Debauges devint alors l’un des principaux animateurs des « nouvelles gauches » dans la région toulousaine Il milita au Comité d’action des gauches indépendantes (CAGI) et intervint aux journées d’études de celles-ci les 29-30 mai 1954. Il assurait la direction d’Unité, organe du Mouvement socialiste révolutionnaire. Il fut secrétaire général dans la Haute-Garonne de la Nouvelle Gauche en août 1955, puis rejoignit en 1957 l’Union de la gauche socialiste (UGS) de Claude Bourdet*, enfin fit partie du premier groupe de fondateurs du PSU en 1960 où il retrouva Raymond Badiou et Achille Auban*. Il fut candidat de l’UGS aux élections cantonales de 1958, candidat de l’Union des forces démocratiques au Sénat en 1959, du PSU au Sénat en 1962, puis aux élections en 1964 dans le canton de Toulouse-Sud. Il se retira progressivement des activités politiques pendant les années 1960 mais était membre de la commission exécutive fédérale du PSU de la Haute-Garonne en 1967. Il adhéra au Parti socialiste en 1994.
Membre du Syndicat national de l’enseignement secondaire, Debauges se montrait en désaccord lors des grèves enseignantes.
Debauges enregistra ses souvenirs sur cette période pour le Centre de recherche et de représentation audiovisuelle de l’histoire de Blagnac au milieu des années 1990. En 1999, dans un entretien, il restait d’une grande activité intellectuelle, se passionnant pour la Grèce antique, Spinoza et Bayle. Cet honnête homme gardait un regard lucide sur une existence de presque un siècle.
Debauges fut enterré civilement.
À la demande de résistants, le conseil municipal de Toulouse, le 28 mars 2002, donna son nom à une rue dans le quartier Saint-Simon. Lors de l’inauguration, le 22 novembre 2004, Jean-Pierre Vernant lui rendit hommage.

Pour citer cet article :
https://maitron.fr/spip.php?article21660, notice DEBAUGES Paul, Albert par Philippe Foro, Gilles Morin, version mise en ligne le 25 octobre 2008, dernière modification le 7 avril 2021.

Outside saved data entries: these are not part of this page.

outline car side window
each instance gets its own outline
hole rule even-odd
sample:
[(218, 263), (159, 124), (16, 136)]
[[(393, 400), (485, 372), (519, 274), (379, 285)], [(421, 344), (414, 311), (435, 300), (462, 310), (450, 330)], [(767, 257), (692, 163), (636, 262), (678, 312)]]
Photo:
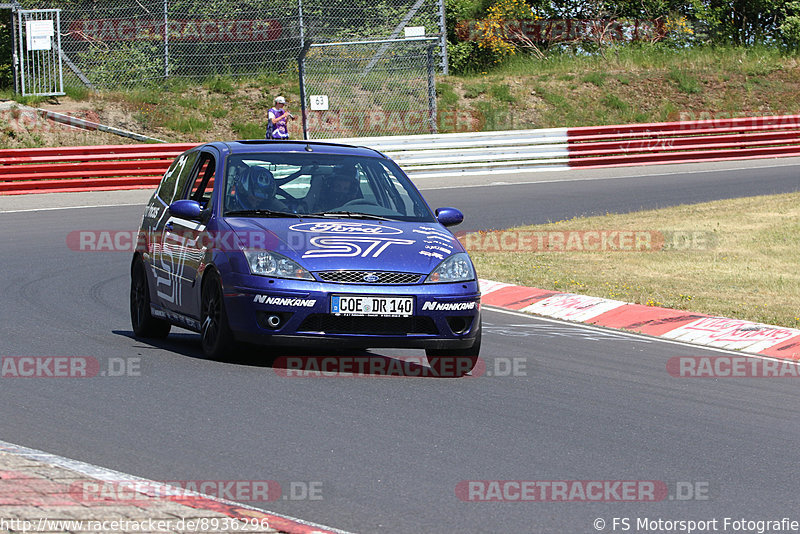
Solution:
[(208, 207), (211, 200), (211, 193), (214, 190), (214, 172), (217, 168), (217, 160), (208, 152), (200, 155), (200, 165), (197, 171), (192, 173), (194, 183), (189, 193), (189, 199), (195, 200), (201, 206)]
[(181, 154), (170, 166), (169, 170), (161, 179), (158, 187), (158, 196), (167, 204), (172, 204), (183, 192), (189, 175), (194, 168), (199, 152), (189, 152)]

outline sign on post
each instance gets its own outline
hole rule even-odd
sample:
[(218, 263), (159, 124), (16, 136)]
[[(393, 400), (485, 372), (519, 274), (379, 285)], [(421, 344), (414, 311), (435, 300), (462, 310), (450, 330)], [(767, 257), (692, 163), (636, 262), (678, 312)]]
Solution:
[(308, 99), (311, 111), (328, 111), (328, 95), (311, 95)]

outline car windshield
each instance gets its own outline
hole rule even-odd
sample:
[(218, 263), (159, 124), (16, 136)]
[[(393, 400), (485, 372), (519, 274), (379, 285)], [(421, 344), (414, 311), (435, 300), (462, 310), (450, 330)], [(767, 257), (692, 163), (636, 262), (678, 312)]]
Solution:
[(225, 216), (436, 220), (391, 160), (327, 154), (229, 156), (224, 207)]

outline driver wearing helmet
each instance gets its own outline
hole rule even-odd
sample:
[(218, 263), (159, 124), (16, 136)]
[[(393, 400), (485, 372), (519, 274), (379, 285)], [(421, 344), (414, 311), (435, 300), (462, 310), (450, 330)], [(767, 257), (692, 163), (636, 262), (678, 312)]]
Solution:
[(348, 202), (361, 198), (361, 187), (355, 165), (344, 165), (322, 183), (317, 211), (341, 208)]
[(285, 211), (286, 205), (275, 198), (277, 185), (272, 173), (259, 166), (247, 167), (235, 176), (234, 196), (242, 210)]

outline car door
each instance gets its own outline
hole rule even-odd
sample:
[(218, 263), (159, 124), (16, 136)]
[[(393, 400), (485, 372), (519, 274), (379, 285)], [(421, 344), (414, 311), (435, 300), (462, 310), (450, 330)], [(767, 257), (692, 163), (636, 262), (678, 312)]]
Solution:
[(174, 201), (184, 198), (199, 156), (199, 150), (181, 154), (164, 175), (157, 195), (164, 206), (151, 227), (153, 285), (156, 299), (161, 306), (176, 311), (180, 311), (182, 304), (179, 280), (183, 262), (181, 258), (183, 243), (174, 231), (174, 217), (170, 215), (168, 208)]
[[(190, 172), (182, 199), (194, 200), (210, 214), (212, 192), (218, 153), (213, 147), (199, 152)], [(176, 199), (177, 200), (177, 199)], [(164, 228), (165, 242), (169, 244), (172, 272), (177, 282), (175, 310), (194, 318), (200, 317), (200, 292), (196, 291), (199, 270), (210, 242), (206, 239), (208, 216), (189, 220), (170, 215)]]

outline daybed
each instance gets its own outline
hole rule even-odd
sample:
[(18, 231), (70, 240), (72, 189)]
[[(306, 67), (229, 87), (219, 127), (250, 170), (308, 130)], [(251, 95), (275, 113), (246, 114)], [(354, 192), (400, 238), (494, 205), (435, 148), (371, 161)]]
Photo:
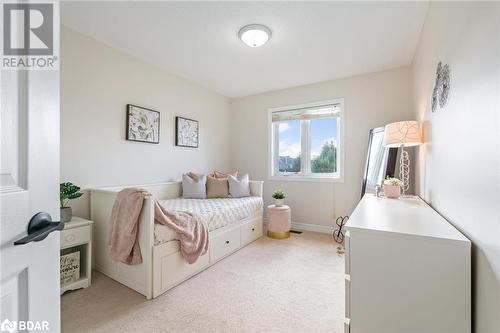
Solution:
[[(130, 187), (130, 186), (129, 186)], [(90, 211), (94, 221), (94, 269), (143, 294), (147, 299), (161, 295), (194, 274), (262, 236), (262, 181), (250, 181), (251, 197), (224, 199), (180, 199), (181, 182), (134, 185), (146, 189), (139, 220), (139, 245), (143, 262), (126, 265), (109, 254), (110, 216), (116, 195), (124, 187), (91, 189)], [(188, 264), (179, 251), (176, 234), (154, 223), (154, 199), (171, 210), (202, 215), (209, 226), (209, 251)]]

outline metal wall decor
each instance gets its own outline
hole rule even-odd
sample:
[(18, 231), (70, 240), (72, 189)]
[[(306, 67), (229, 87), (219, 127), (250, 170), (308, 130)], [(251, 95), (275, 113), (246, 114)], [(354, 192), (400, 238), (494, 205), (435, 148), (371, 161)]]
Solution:
[(432, 91), (431, 107), (436, 112), (437, 106), (444, 108), (450, 94), (450, 66), (443, 65), (441, 61), (436, 68), (436, 83)]

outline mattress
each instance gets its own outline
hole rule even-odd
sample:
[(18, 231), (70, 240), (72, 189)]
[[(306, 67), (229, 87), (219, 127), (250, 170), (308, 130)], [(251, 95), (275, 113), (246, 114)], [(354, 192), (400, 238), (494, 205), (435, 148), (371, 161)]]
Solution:
[[(262, 210), (261, 197), (220, 198), (220, 199), (169, 199), (159, 200), (160, 205), (172, 211), (189, 212), (200, 216), (213, 231), (237, 223)], [(178, 240), (171, 228), (155, 223), (155, 245)]]

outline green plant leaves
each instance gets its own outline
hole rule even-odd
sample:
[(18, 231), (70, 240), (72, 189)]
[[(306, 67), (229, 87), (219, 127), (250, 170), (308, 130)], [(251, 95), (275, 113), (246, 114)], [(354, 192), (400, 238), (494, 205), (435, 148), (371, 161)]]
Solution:
[(83, 195), (80, 192), (80, 187), (73, 183), (66, 182), (59, 184), (59, 200), (61, 202), (61, 208), (65, 207), (68, 200), (79, 198)]
[(274, 191), (273, 192), (273, 198), (274, 199), (285, 199), (286, 194), (283, 191)]

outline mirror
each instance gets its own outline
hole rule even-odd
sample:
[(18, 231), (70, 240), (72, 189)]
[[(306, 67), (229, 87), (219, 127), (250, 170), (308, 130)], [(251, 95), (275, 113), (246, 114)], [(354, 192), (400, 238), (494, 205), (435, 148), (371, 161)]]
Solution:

Par Philippe Foro, Gilles Morin

ŒUVRE : Histoire de la Résistance de la Haute-Garonne (avec Michel Goubet), Toulouse, Milan, 1995, 250 p.

SOURCES : Arch. Nat., F/1a/3228, 3240 ; F/1cII/290, 320, 734 ; F/1cIV/152 ; CAC, 19830172, art. 85, 87. — Arch. Com. Toulouse (notes de Magda Combes, dossier transmis par Daniel Latapie et communiqué à Jacques Girault, avec notamment un témoignage écrit de Jean-Pierre Vernant). — Arch. OURS, dossiers Haute-Garonne. — Le Libérateur, n° 11, 6 juin 1954. — Bulletin intérieur n° 4 de la Nouvelle gauche, juillet 1955. — Tribune du Peuple, 12 avril 1958, 25 avril 1959, 6 juin 1959. — Tribune socialiste, 25 juin 1960, 14 mars 1964. — Fichiers des adhérents du PSU. — Lettre de Paul Debauges, 28 septembre 1999. — La Dépêche du Midi, 15 janvier 1970. — Entretiens de Philippe Foro avec Paul Debauges, 1999. — Renseignements fournis par la famille de l’intéressé à J. Girault.